Problema remonta à criação da área industrial de Campinas, em 1974; falta de documento de propriedade de lotes traz dificuldades às companhias

Edimarcio A. Monteiro/ [email protected]
06/07/2023 às 08:15.
Atualizado em 06/07/2023 às 08:15
Trinta e cinco empresas instaladas no Distrito Industrial de Campinas, criado em 1974, ainda não possuem escrituras dos lotes onde construíram suas unidades produtivas: falta do documento causa uma série de empecilhos (Rodrigo Zanotto)

Trinta e cinco empresas instaladas no Distrito Industrial de Campinas, criado em 1974, ainda não possuem escrituras dos lotes onde construíram suas unidades produtivas: falta do documento causa uma série de empecilhos (Rodrigo Zanotto)

O Distrito Industrial de Campinas (DIC I) continua em situação irregular quase meio século após ser criado. O imbróglio jurídico remonta a agosto de 1974, quando foi publicado o decreto municipal nº 4.527 de desapropriação de propriedades que existiam no local para a criação do espaço para atrair investimentos para o município, recebendo a instalação de 35 indústrias de grande porte, inclusive multinacionais, que hoje geram em torno de 8,5 mil empregos diretos. Porém, muitas delas até hoje não possuem a escritura de propriedade legal da área que ocupa, apenas a posse. 

O DIC I ocupa uma área de 4 milhões de metros quadrados, composta na época da desapropriação por 15 loteamentos residenciais e outras glebas, que totalizavam aproximadamente de 4,8 mil lotes, além de áreas públicas referentes aos loteamentos (ruas, praças e outros). Após uma batalha judicial de 18 anos, a Coppersteel Bimetálicos Ltda. conseguiu regularizar totalmente a sua situação, após vencer na Justiça a ação de usucapião movida contra a Prefeitura de Campinas e a Empresa Municipal de Desenvolvimento de Campinas (Emdec).
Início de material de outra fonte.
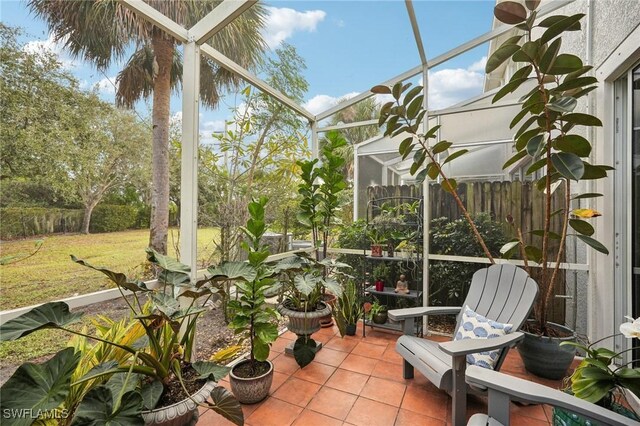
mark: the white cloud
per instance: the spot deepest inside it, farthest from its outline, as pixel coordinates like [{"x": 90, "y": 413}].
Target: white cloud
[
  {"x": 56, "y": 47},
  {"x": 452, "y": 85},
  {"x": 282, "y": 22},
  {"x": 106, "y": 86},
  {"x": 321, "y": 103}
]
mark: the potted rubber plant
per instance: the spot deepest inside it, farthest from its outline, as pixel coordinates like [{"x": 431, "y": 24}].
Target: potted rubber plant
[
  {"x": 253, "y": 320},
  {"x": 600, "y": 379},
  {"x": 348, "y": 310},
  {"x": 548, "y": 137},
  {"x": 152, "y": 381}
]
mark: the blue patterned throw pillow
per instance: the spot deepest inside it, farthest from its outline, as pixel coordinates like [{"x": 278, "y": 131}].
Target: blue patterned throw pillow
[{"x": 475, "y": 326}]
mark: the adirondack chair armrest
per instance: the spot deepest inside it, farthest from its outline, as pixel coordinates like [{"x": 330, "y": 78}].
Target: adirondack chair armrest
[
  {"x": 471, "y": 346},
  {"x": 503, "y": 388},
  {"x": 402, "y": 314}
]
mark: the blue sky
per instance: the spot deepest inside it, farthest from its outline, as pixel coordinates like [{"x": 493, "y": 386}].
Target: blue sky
[{"x": 348, "y": 46}]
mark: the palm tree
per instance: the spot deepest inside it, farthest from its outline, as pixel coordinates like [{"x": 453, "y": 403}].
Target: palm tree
[
  {"x": 102, "y": 31},
  {"x": 364, "y": 110}
]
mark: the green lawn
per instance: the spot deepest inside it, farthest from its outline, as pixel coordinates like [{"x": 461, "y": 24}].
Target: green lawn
[{"x": 51, "y": 275}]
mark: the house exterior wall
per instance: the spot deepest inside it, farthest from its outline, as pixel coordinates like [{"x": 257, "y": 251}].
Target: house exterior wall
[{"x": 608, "y": 25}]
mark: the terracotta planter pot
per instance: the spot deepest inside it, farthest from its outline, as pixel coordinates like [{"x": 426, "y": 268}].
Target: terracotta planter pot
[
  {"x": 181, "y": 413},
  {"x": 249, "y": 390},
  {"x": 304, "y": 323}
]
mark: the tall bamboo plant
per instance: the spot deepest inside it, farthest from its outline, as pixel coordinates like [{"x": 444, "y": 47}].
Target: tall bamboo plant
[{"x": 548, "y": 140}]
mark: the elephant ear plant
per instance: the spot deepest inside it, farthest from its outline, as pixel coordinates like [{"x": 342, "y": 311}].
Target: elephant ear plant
[
  {"x": 547, "y": 135},
  {"x": 144, "y": 373}
]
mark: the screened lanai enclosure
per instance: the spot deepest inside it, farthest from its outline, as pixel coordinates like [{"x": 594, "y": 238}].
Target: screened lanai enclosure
[{"x": 475, "y": 124}]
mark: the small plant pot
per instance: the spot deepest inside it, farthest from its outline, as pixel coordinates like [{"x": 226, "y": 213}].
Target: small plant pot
[
  {"x": 350, "y": 330},
  {"x": 380, "y": 317},
  {"x": 181, "y": 413},
  {"x": 249, "y": 390}
]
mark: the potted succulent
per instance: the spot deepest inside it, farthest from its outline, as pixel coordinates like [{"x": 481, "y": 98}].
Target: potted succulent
[
  {"x": 377, "y": 242},
  {"x": 547, "y": 140},
  {"x": 348, "y": 309},
  {"x": 378, "y": 312},
  {"x": 406, "y": 249},
  {"x": 320, "y": 188},
  {"x": 152, "y": 381},
  {"x": 599, "y": 380},
  {"x": 252, "y": 320},
  {"x": 302, "y": 284}
]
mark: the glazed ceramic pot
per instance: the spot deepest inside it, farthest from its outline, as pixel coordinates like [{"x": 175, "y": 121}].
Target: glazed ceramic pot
[{"x": 249, "y": 390}]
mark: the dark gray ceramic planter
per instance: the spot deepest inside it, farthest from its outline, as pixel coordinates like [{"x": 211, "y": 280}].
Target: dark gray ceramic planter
[
  {"x": 544, "y": 357},
  {"x": 253, "y": 389},
  {"x": 181, "y": 413}
]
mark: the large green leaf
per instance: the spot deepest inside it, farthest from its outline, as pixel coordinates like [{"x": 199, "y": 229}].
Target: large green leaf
[
  {"x": 549, "y": 56},
  {"x": 38, "y": 387},
  {"x": 97, "y": 408},
  {"x": 266, "y": 331},
  {"x": 233, "y": 270},
  {"x": 225, "y": 404},
  {"x": 575, "y": 144},
  {"x": 304, "y": 351},
  {"x": 568, "y": 165},
  {"x": 210, "y": 370},
  {"x": 564, "y": 64},
  {"x": 49, "y": 315},
  {"x": 563, "y": 105},
  {"x": 118, "y": 278},
  {"x": 306, "y": 283}
]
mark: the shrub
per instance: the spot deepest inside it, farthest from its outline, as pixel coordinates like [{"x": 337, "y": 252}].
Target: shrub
[
  {"x": 30, "y": 221},
  {"x": 112, "y": 218}
]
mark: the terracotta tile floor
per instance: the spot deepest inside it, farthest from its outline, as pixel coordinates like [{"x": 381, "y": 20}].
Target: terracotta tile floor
[{"x": 358, "y": 381}]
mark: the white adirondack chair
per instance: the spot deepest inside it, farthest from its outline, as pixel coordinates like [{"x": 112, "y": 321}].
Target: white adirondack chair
[{"x": 503, "y": 293}]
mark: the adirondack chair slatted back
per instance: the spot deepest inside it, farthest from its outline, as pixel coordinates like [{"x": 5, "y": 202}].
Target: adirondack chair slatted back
[{"x": 503, "y": 293}]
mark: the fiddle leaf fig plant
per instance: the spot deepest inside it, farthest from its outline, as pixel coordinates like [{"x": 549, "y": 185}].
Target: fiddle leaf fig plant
[
  {"x": 549, "y": 137},
  {"x": 253, "y": 319},
  {"x": 321, "y": 185}
]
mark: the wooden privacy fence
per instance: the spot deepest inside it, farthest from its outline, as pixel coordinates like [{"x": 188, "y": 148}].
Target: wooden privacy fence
[{"x": 520, "y": 201}]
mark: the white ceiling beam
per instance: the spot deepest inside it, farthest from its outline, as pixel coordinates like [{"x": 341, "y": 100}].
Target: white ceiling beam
[
  {"x": 416, "y": 31},
  {"x": 157, "y": 18},
  {"x": 488, "y": 36},
  {"x": 218, "y": 18},
  {"x": 227, "y": 63}
]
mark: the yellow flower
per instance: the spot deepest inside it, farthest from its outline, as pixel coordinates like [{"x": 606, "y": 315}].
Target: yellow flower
[{"x": 586, "y": 213}]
Como não cabia mais recurso, e recebeu, em junho, as escrituras de todos os 150 lotes que ocupa, totalizando uma área de 41 mil metros quadrados, e foi emitida matrícula única. Foi o capítulo final da novela iniciada em 2005, quando a empresa recorreu à Justiça para obter o reconhecimento legal de propriedade.

"Foram quase 50 anos para que a empresa conseguisse ter sua propriedade reconhecida, unificada e regularizada", disse na quarta-feira (5) o advogado Leandro Garcia de Lima, autor do processo de usucapião contra a Administração Municipal. O presidente da Associação das Empresas do Distrito Industrial de Campinas (AEDIC), Wilson Aparecido Marciano, disse que as situações das indústrias são diferentes. Sem citar números, ele disse que há empresas que conseguiram a propriedade definitiva, outras parcialmente do terreno que ocupam e outras têm apenas a posse.

Para Marciano, a situação irregular prejudica todos os envolvidos. "Qual é a empresa que vai querer se instalar no DIC ou expandir os negócios sem ter a propriedade definitiva? Isso impede a venda, a obtenção de crédito para capital de giro, para ampliação", exemplificou. "Com isso, deixam de ocorrer investimentos, instalação de novas empresas, geração de empregos e de impostos para o município", completou o presidente da AEDIC.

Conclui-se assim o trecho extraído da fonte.